Earlier this week we visited a Rhode Island farm – approximately 10 acres total with 8 in vegetable crops. It is certified organic and utilizes a mixture of free range chickens integrated on the crop lands for fertility enhancements. They also have free range hogs rotated in the crop lands. Lastly there are flowers for sale.
I did not ask specifically about the variety of vegetable crops, but I think not less than 30 different vegetables. They use organic, permaculture and biodynamic methods (and seem to be very capable of discriminating the agro-ecological qualities of those diverse farming disciplines)
The land was not prime soils, and this was only the second season that it has been farmed…so there had been an intensive effort at soil quality improvement over the two seasons.
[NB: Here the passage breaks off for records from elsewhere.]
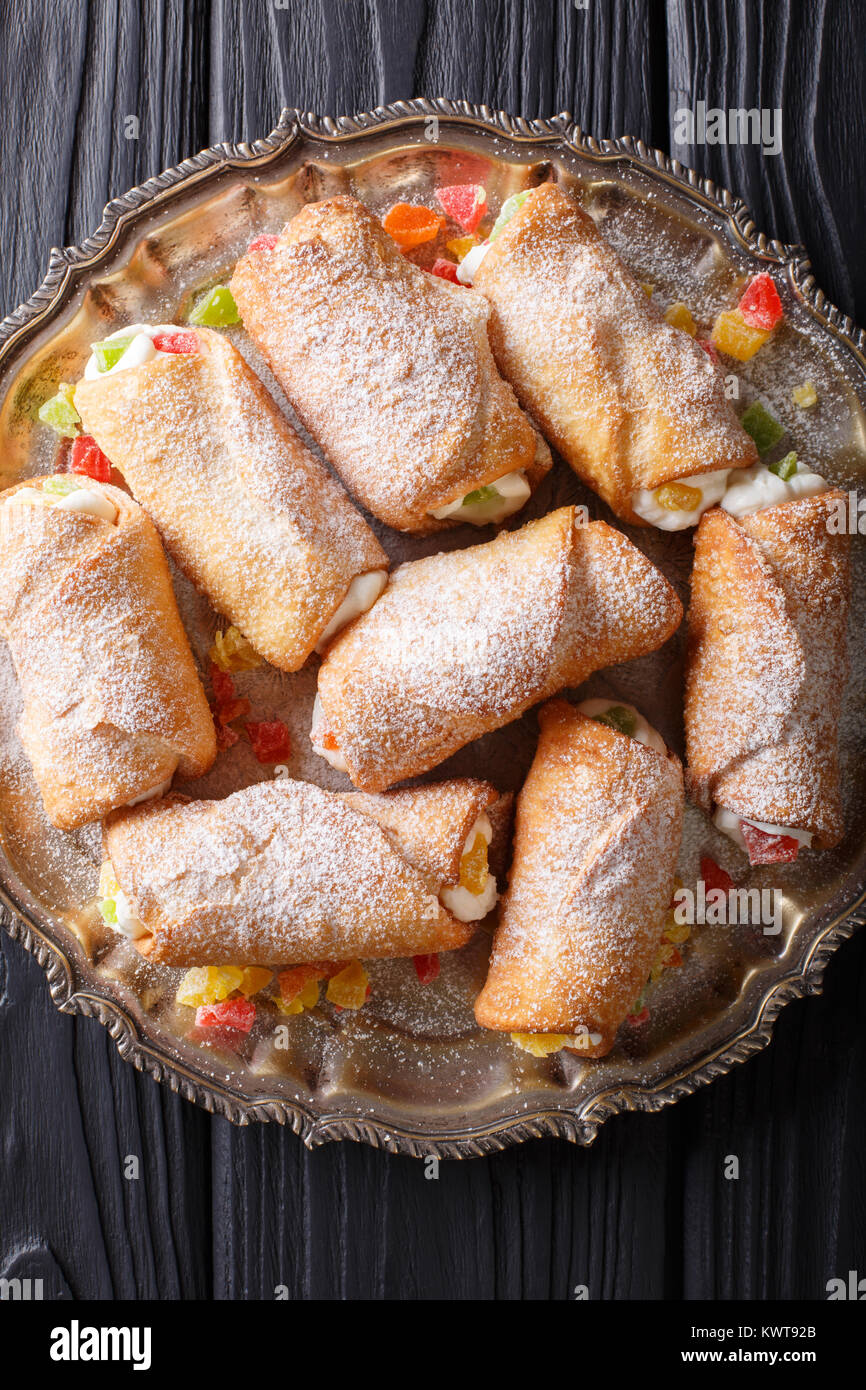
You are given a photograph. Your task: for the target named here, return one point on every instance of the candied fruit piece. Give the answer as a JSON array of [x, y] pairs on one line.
[[410, 225], [216, 309], [679, 316], [734, 337], [761, 305], [763, 427], [209, 984], [460, 246], [445, 270], [232, 652], [60, 413], [466, 203], [473, 866], [255, 979], [617, 717], [230, 1014], [679, 496], [541, 1044], [349, 988], [715, 876]]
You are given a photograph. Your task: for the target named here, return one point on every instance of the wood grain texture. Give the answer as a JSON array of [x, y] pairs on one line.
[[234, 1214]]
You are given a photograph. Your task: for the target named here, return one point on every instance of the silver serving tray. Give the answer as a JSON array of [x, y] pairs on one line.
[[412, 1072]]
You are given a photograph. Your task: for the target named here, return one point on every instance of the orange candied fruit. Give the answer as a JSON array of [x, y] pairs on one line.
[[679, 496], [680, 316], [734, 337], [473, 866], [349, 988], [410, 225]]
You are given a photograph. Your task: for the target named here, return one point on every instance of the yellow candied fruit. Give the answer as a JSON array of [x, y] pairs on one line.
[[541, 1044], [349, 987], [676, 931], [232, 652], [209, 984], [677, 496], [255, 979], [679, 316], [666, 958], [734, 337], [473, 866], [307, 998], [460, 246]]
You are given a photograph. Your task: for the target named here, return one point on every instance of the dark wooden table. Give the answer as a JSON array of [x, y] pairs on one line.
[[220, 1212]]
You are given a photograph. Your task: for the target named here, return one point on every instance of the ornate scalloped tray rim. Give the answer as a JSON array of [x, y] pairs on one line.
[[61, 972], [580, 1127]]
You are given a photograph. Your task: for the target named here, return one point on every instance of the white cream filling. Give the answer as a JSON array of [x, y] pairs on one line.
[[360, 597], [644, 733], [460, 902], [738, 491], [150, 794], [331, 755], [469, 266], [127, 922], [512, 492], [711, 485], [752, 489], [139, 350], [729, 822], [81, 498]]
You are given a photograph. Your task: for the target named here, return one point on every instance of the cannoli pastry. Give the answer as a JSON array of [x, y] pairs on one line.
[[111, 702], [766, 669], [597, 837], [242, 505], [389, 370], [635, 406], [464, 642], [288, 873]]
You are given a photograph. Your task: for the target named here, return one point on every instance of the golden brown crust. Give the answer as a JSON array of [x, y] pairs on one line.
[[464, 642], [388, 367], [242, 505], [768, 663], [281, 873], [428, 824], [597, 836], [113, 705], [628, 401]]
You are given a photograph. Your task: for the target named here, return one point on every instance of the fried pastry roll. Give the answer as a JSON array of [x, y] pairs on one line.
[[464, 642], [597, 836], [766, 670], [635, 406], [111, 701], [287, 873], [242, 505], [389, 370]]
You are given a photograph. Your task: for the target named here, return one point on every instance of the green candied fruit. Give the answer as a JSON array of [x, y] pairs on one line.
[[61, 487], [216, 309], [786, 467], [480, 496], [107, 908], [60, 413], [762, 426], [110, 352], [617, 717], [508, 210]]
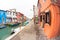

They have one high tunnel/greenhouse.
The farm was lovely!
The crops were abundant, the animals were healthy, and there economy is becoming robust.
After fifteen years of looking at the agro-ecological conditions of Rhode Island, it seemed a very appropriate agriculture for the State.
It also offered the answers to a number of Rhode Island’s socio-economic problems by 1) offering their community high quality food and flowers, 2) creating a labor intensive industry that provided needed employment to young folks stuggling to find meaningful work, 3) creating significant environmental improvements/benefits on production farming land with minimal negative impacts (none that I could see).
Beginning with this blog entry, I’ll begin exploring and describing other farms that, in my opinion, are appropriate to Rhode Island.